We have referenced this concept in blog posts previously related to growing your Information Security Program and ensuring independence in your Information Security Officer (ISO), however, we have not dug into the concept. I found myself revisiting this concept this week with an institution, so wanted to seize the moment and share it with you all.
What is the Three Lines of Defense concept?
The Three Lines of Defense is a concept used in risk management that ensures that risks are appropriately managed. It’s very similar to the checks and balances we have, at least in concept, in the US Federal Government…the Legislative, Judicial and Executive branches. The three branches can monitor the actions of the other branches to ensure that there are checks and balances in place, so no one has too much power and the ability to abuse that power.

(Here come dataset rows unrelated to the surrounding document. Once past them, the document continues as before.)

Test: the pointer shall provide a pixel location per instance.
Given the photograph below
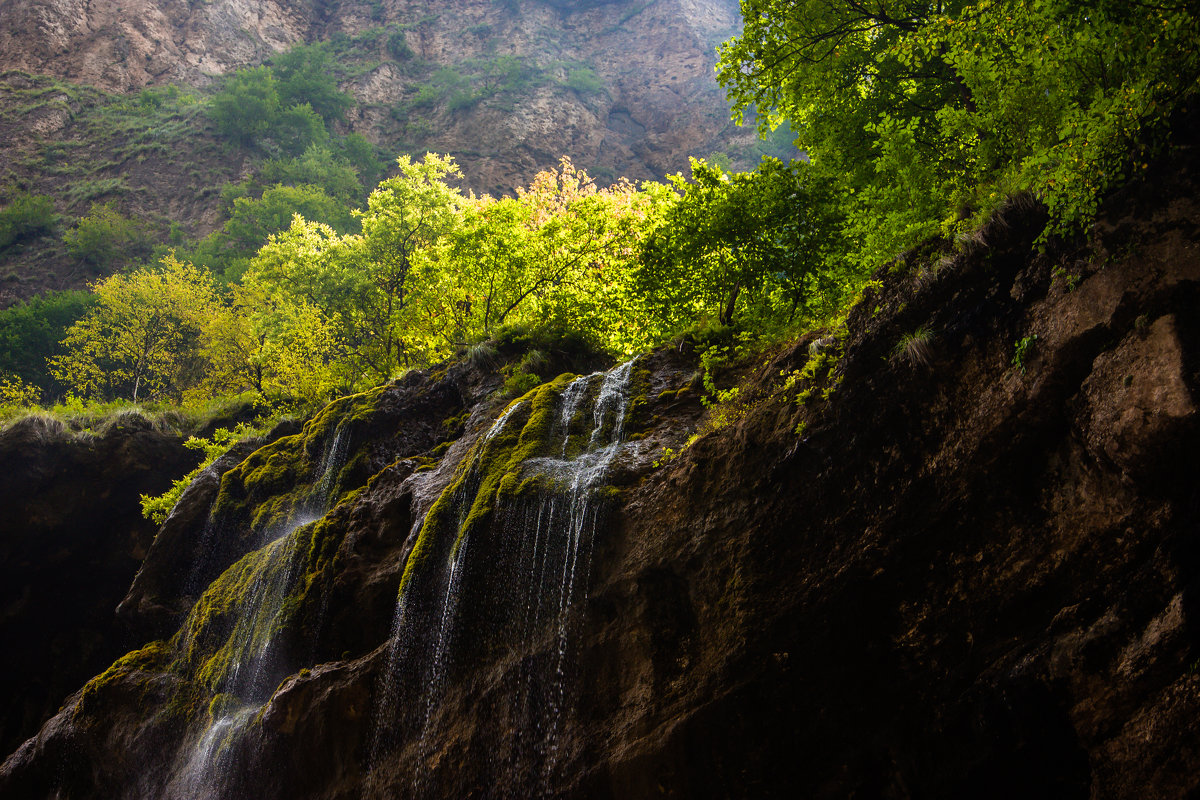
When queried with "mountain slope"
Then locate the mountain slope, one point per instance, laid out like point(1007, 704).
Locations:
point(946, 551)
point(624, 89)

It's the same concept with risk management. Separate entities are needed to ensure that risk is appropriately managed to allow an institution to meet its goals while not taking on too much risk. This risk management principle has been around for many years, while I don’t have a date, I recall it really becoming mainstream in the early 2000s in the financial industry. It is recognized in IT frameworks including NIST, ISO, etc.
I came across a good infographic that explains the lines, their roles, and how they interact from the Institute of Internal Auditors, here: https://www.corporatecomplianceinsights.com/three-lines-model-short-shrift-compliance/
In essence, the three lines are as follows:
- Management & Operations
- Deliver products and services.
- Actively manage risk and implement controls.
- Risk Management
- Oversee, advise, and support enterprise risk management.
- Challenge the first line on risk-related matters.
- Internal Audit
- Review and provide independent assurance and advice on the achievement of objectives, including risk management.
Why is this concept important?
While risk management is typically viewed and regarded as a compliance-related necessary evil, when implemented correctly it can be a strategic advantage to optimize performance and meet goals.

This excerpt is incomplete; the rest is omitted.